Dans le cas vénézuélien, M. Trump n’est pas le seul à ne pas avoir respecté le droit international.
M. Maduro est l’héritier de monsieur Chavez.
Ce dernier avait décidé de nationaliser les infrastructures pétrolières de son pays.
Celles-ci étaient majoritairement la propriété d’Exxon, de Chevron (donc d’Axa, qui est un de ses principaux actionnaires institutionnels… ce qui ne ressort pas de façon flagrante de ses rapports « ESG ») et, dans bine une moindre mesure, du « français » Total (qui a, lui, plus de 55% d’actionnaires étrangers, essentiellement anglo-américains).

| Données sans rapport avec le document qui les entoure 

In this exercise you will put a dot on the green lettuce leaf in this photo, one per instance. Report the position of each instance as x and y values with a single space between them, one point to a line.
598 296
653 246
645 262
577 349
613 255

Lorsqu’un pays nationalise des usines, il est supposé indemniser les propriétaires desdites usines. Ça tombe sous le sens, et c’est prévu par le droit international.

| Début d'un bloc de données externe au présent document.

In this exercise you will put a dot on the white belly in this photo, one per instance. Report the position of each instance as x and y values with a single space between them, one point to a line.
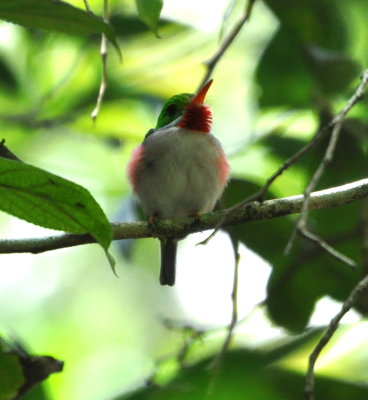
180 173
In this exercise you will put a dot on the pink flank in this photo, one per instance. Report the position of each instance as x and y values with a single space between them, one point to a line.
224 168
133 166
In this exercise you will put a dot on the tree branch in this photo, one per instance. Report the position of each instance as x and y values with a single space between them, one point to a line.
211 64
328 198
301 226
334 324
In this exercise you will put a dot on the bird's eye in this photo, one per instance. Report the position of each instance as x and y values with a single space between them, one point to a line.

Pour pétrole, il y a une procédure particulière : les investisseurs peuvent demander à être payés en Royalties, sur chaque litre qui sort. Ils ne perçoivent pas une vaste somme en une fois, mais sont gagnants sur el long terme… quand l’accord est respecté.
En l’occurrence, Monsieur Maduro avait nationalisé de façon « sauvage », c’est-à-dire en refusant d’indemniser qui que soit si peu que ce soit.
En conséquence de quoi, les Américains avaient décrété un embargo sur le pays qui explique en partie la quasi-famine de la population et les scènes de lièsse… alors que, dans l’immédiat, l’embargo est maintenu.
Ne pouvaient passer que les bateaux pour lesquels, contraint et forcé, l’Etat Vénézuélien payait les Royalties.
A la base, l’augmentation croissante de la présence de la marine américaine dans le coin depuis de nombreuses années venait de ce que nombre de bateaux agissant en flotte fantôme, sous des pavillons de complaisance ou transportant officiellement autre chose que du pétrole participaient activement au contournement de l’embargo.
Je trouve assez sidérant que personne, aucun juriste n’explique ça !
Au total, et c’est bien triste pour les vénézuéliens, mais du point de vue du droit international, en tous cas, le Venezuela ressemble plus à un quartier de Chicago où des Gangsters règlent leurs comptes qu’à une zone de droit.